Now we know the identity of Activator X: vitamin K2. K is the least celebrated of the four fat-soluble vitamins. (The others are A, D, and E.) A few people could tell you that K is found in green vegetables and makes blood clot properly. The blood-clotting agent is actually K1. Its newly-discovered cousin, K2, has an interesting role: it puts calcium where it belongs (bones) and keeps it out the places where it doesn’t belong (soft tissues, like arterial walls). Price found K2-deficient people with deformed faces and rotten teeth.

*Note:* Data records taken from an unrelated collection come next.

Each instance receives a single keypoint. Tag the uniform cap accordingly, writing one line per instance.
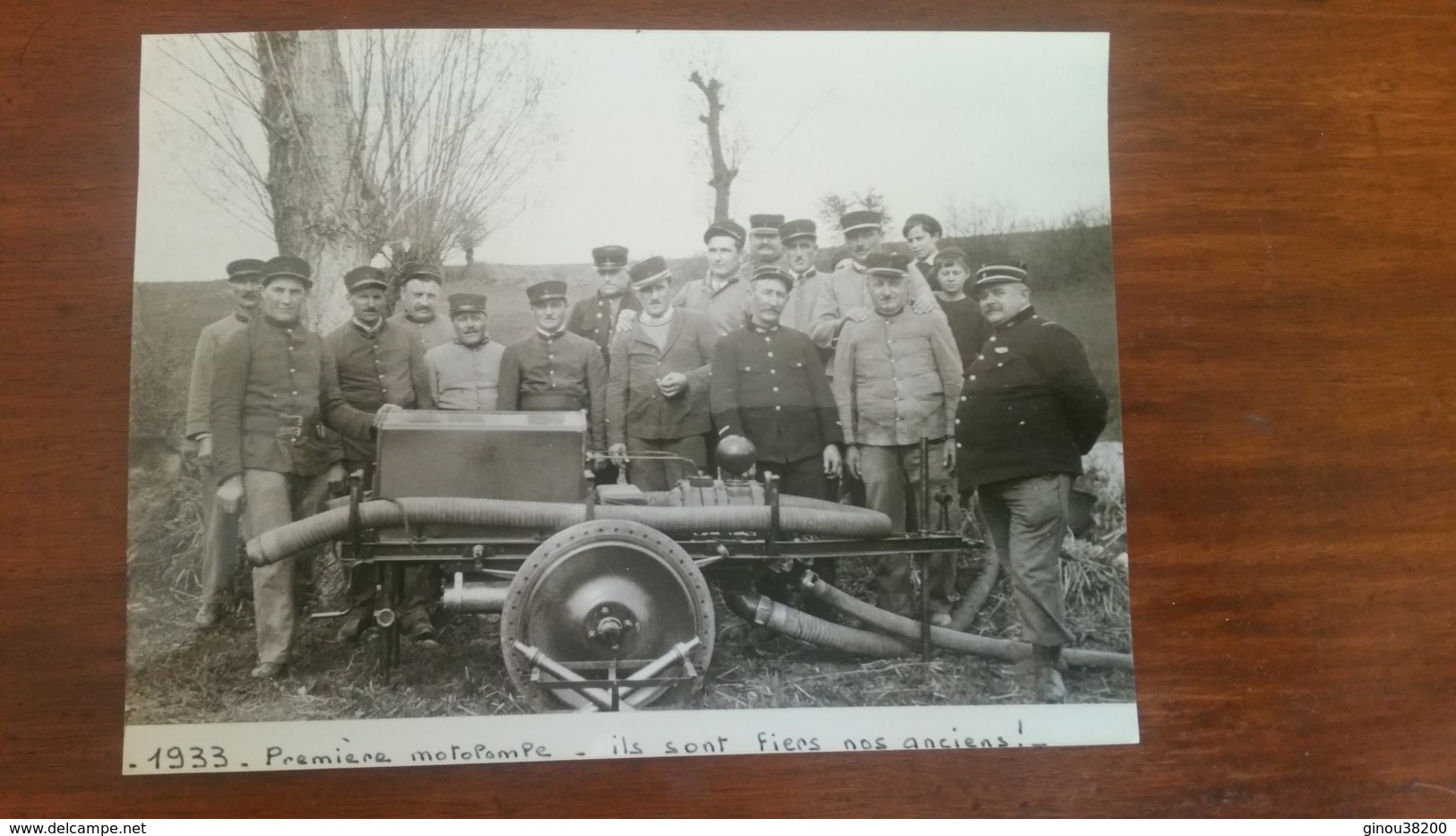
(609, 256)
(419, 271)
(861, 219)
(773, 272)
(1001, 274)
(287, 267)
(648, 271)
(885, 264)
(245, 268)
(726, 228)
(797, 229)
(764, 223)
(547, 290)
(361, 277)
(466, 303)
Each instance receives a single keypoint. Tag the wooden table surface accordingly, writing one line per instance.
(1281, 188)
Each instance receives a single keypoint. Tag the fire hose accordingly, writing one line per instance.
(797, 516)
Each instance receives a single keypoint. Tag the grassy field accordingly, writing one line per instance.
(178, 675)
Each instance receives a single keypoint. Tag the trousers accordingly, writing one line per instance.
(219, 542)
(272, 500)
(663, 474)
(1027, 521)
(892, 477)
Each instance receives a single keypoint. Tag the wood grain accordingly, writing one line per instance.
(1281, 179)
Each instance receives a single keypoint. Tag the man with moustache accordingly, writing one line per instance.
(465, 375)
(657, 388)
(555, 369)
(599, 315)
(897, 376)
(220, 529)
(274, 389)
(764, 244)
(721, 297)
(769, 388)
(1031, 408)
(418, 295)
(377, 365)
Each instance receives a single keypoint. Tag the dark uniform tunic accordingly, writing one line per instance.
(1030, 404)
(769, 386)
(559, 372)
(377, 366)
(274, 388)
(596, 318)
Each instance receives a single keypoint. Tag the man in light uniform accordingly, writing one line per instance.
(418, 296)
(897, 376)
(1030, 411)
(220, 529)
(657, 392)
(274, 389)
(465, 373)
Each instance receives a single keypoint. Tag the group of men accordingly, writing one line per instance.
(838, 379)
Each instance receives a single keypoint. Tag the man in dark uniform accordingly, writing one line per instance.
(377, 365)
(274, 388)
(1029, 412)
(769, 386)
(596, 316)
(555, 369)
(220, 538)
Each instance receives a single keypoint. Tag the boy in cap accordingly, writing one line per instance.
(274, 389)
(599, 315)
(897, 376)
(657, 388)
(1030, 411)
(554, 369)
(418, 297)
(721, 297)
(465, 373)
(379, 363)
(220, 529)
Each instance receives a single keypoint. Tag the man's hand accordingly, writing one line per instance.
(337, 477)
(619, 454)
(383, 411)
(671, 384)
(230, 494)
(833, 465)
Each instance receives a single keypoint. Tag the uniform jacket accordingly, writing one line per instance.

K2 also prevents heart disease, and sperm depend on it.

Grazing animals—cows, sheep—make K2 from the K1 in plants, but we humans aren’t so handy at that conversion, so it’s best to take your K2 neat. Find K2 in the fats and organs of grass-fed animals, especially butter—all foods prized in traditional cultures for fertility and health. If you don’t eat enough calves’ liver and butter, try the butter oil from Dr. Ron.

Modern research also confirms why K2 and cod liver oil are powerful together: fish liver is rich in vitamins A and D, which can’t do their job without K2.

For strong bones, consider another virtue of traditional diets: saturated fat. You need saturated fat to lay down minerals such as calcium in your bones. Polyunsaturated fat (soybean oil) depresses mineralization while saturated fat (butter, coconut oil) stimulates it. That’s why I don’t stint on the butter and never drink skim milk.